The pattern of error rates (in percentages) complements these RT findings. As is typical of visual search, false alarms were rare (M = 0.7), and 28 participants committed at most 2. Misses (M = 6.0) were more common, as well as being significantly more frequent for the close (8.1) than for the far (3.9) context [F(1, 35) = 37.68, p < .001, η 2 = .52]. The difference in error rates between the close and far contexts was constant or increased with set size [3.1, 2.9, and 6.4, respectively; F(2, 70) = 4.67, p < .012, η 2 = .12], so that the corresponding RT findings cannot be attributed to selective speed–accuracy trade-offs.

General discussion

Does symbolic numerical information influence how efficiently human observers search for a target digit (5) among distractor digits? Note that even an observer ignorant of the usual conventions of coding numerosity symbolically by digits could have easily participated in our experiments with a low error rate, using a strategy of purely physical feature analysis, without any activation of number-related semantic associations. Experiment 1A revealed a reliable performance benefit, in terms of both speed and accuracy, with increasing numerical target–distractor distance. The results of control Experiment 1B make it implausible that this performance benefit could be attributed to a coincidentally greater physical target similarity of those distractors that were numerically close to the target. The results of Experiment 2, and in particular the interaction of numerical distance with set size effects, suggest that the effect is unlikely to arise at a stage at which strategic decisions about resampling the search display and terminating the search process are made. In line with previous results on the width of neuronal numerosity tuning curves (Nieder, 2005, 2011), our results suggest that the items of our search displays are internally represented in a noisy format in which representational overlap increases with decreasing numerical distance. This “smearing” mechanism of distance-dependent graded coactivation of adjacent numbers necessitates an extended neuronal sampling period in order to improve the signal-to-noise ratio up to an acceptable accuracy level, ultimately leading to longer nontarget rejection and target verification times.
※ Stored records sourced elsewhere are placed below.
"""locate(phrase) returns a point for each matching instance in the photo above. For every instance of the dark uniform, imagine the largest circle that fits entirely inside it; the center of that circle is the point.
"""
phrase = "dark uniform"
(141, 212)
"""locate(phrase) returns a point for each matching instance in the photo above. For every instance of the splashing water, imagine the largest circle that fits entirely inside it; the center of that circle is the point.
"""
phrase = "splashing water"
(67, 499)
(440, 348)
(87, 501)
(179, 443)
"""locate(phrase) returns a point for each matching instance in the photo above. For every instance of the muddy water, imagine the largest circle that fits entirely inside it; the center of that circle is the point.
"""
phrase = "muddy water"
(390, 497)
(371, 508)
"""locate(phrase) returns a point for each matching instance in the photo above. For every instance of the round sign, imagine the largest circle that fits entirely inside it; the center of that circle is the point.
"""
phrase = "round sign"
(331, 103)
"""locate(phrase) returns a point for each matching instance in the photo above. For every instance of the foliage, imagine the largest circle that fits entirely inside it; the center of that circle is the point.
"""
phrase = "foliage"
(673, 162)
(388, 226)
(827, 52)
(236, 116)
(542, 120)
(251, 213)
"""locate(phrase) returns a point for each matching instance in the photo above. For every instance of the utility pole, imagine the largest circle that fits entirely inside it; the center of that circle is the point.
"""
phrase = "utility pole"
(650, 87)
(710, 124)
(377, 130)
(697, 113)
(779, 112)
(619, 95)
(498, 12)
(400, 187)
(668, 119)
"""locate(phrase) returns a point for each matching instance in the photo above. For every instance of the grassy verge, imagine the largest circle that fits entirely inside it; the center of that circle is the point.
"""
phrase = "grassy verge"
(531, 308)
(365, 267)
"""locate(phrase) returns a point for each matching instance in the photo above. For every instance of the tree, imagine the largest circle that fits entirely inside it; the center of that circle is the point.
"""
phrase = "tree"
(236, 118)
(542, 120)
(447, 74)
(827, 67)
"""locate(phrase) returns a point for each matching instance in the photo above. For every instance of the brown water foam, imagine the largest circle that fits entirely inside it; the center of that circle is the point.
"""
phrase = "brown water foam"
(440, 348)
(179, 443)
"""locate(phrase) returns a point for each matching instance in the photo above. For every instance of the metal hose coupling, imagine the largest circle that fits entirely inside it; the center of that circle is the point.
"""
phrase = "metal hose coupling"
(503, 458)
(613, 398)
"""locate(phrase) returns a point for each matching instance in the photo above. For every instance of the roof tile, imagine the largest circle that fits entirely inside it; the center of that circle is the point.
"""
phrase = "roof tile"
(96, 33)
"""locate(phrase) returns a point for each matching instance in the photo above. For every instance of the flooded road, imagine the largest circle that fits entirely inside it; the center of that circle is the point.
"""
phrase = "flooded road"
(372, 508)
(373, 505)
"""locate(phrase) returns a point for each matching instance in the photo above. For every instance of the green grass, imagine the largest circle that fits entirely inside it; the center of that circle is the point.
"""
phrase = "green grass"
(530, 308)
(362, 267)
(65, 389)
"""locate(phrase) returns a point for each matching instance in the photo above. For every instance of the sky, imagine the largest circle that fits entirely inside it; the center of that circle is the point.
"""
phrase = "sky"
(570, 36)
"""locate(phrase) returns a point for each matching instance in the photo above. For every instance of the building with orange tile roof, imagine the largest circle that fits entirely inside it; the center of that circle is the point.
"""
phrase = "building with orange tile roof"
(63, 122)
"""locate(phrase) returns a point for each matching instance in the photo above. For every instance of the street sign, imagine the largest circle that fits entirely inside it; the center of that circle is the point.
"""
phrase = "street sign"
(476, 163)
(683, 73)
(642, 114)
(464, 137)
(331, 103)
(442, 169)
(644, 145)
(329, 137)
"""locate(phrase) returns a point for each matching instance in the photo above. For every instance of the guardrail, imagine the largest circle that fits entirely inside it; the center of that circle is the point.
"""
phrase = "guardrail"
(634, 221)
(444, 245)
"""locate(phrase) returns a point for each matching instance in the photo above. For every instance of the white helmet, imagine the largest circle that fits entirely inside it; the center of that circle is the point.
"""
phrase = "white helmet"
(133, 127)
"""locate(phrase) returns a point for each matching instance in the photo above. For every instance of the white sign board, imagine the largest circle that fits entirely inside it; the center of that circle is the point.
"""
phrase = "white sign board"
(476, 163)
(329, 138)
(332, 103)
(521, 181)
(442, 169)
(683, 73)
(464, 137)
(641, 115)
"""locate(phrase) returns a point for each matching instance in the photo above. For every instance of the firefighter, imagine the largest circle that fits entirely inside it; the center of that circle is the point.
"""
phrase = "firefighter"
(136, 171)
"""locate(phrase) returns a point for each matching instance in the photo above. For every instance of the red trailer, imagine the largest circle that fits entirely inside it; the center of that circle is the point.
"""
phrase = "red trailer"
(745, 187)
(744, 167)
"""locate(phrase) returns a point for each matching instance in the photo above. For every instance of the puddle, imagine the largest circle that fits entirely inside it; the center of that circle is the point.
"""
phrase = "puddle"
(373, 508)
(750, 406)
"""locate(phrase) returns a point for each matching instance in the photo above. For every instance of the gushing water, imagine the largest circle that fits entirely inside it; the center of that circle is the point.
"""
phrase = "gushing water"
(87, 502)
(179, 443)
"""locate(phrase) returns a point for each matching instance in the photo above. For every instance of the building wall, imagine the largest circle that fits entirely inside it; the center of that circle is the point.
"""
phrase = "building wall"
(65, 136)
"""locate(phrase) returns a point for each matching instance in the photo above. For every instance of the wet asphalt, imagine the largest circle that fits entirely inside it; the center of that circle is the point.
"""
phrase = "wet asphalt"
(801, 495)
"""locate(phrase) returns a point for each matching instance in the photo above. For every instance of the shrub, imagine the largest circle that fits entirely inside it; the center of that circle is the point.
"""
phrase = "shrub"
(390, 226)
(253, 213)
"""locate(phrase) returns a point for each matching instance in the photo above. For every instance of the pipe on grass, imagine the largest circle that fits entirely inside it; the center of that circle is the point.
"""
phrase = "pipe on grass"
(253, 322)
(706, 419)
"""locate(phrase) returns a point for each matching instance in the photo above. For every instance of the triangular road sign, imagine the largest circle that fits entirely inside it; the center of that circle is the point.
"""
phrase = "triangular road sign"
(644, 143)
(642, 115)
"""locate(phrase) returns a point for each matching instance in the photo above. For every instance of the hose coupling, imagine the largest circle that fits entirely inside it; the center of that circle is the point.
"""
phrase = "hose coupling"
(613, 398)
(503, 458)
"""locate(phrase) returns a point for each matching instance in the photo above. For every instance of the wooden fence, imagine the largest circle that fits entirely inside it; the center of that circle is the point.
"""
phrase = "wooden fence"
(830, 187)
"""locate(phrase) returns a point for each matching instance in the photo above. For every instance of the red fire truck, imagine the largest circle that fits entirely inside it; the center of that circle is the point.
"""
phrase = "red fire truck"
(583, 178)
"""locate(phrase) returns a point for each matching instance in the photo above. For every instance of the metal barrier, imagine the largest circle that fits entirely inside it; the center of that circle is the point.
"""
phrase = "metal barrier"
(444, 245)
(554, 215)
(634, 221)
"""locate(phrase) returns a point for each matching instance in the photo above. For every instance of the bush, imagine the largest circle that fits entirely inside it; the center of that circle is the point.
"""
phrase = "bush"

The difference in time required for comparisons of close (4, 6) versus far (1, 9 or 2, 8) distractors to the target digit 5 is typically estimated to be approximately 25 ms (Dehaene, 1996; Schwarz & Ischebeck, 2000). If the number of distractor–target comparisons in any one trial increases in proportion to set size, or when the target is absent, the overall numerical distance effect would roughly correspond to the present findings. Similar numerical distance effects have previously been reported by DeRosa and Morin (1970) for memory rather than visual search. Clearly, physical target–distractor similarity can influence and modify these distance effects (but see Exp. 1B), so an effective control experiment could compare groups of participants who did or did not know the numerical meanings of the characters used to generate the search displays. While Arabic digits are now nearly universally known, search among, for instance, Hindi or Thai number symbols could be compared between participants who did or did not know their meaning. Our results are reminiscent of more traditional category effects in visual search (Hamilton et al., 2006; Smilek et al., 2006; Yang & Zelinsky, 2009), but differ from such effects in that they reflect the graded within-category influence of symbolic distance among items that are all elements of the same category. Our findings fit in well with other results (Casarotti et al., 2007; Corbett et al., 2006; Fischer et al. 2003) suggesting that symbolic numerical meaning is extracted rapidly from visual displays containing digits, and under favorable conditions, may influence basic perceptual tasks such as visual search.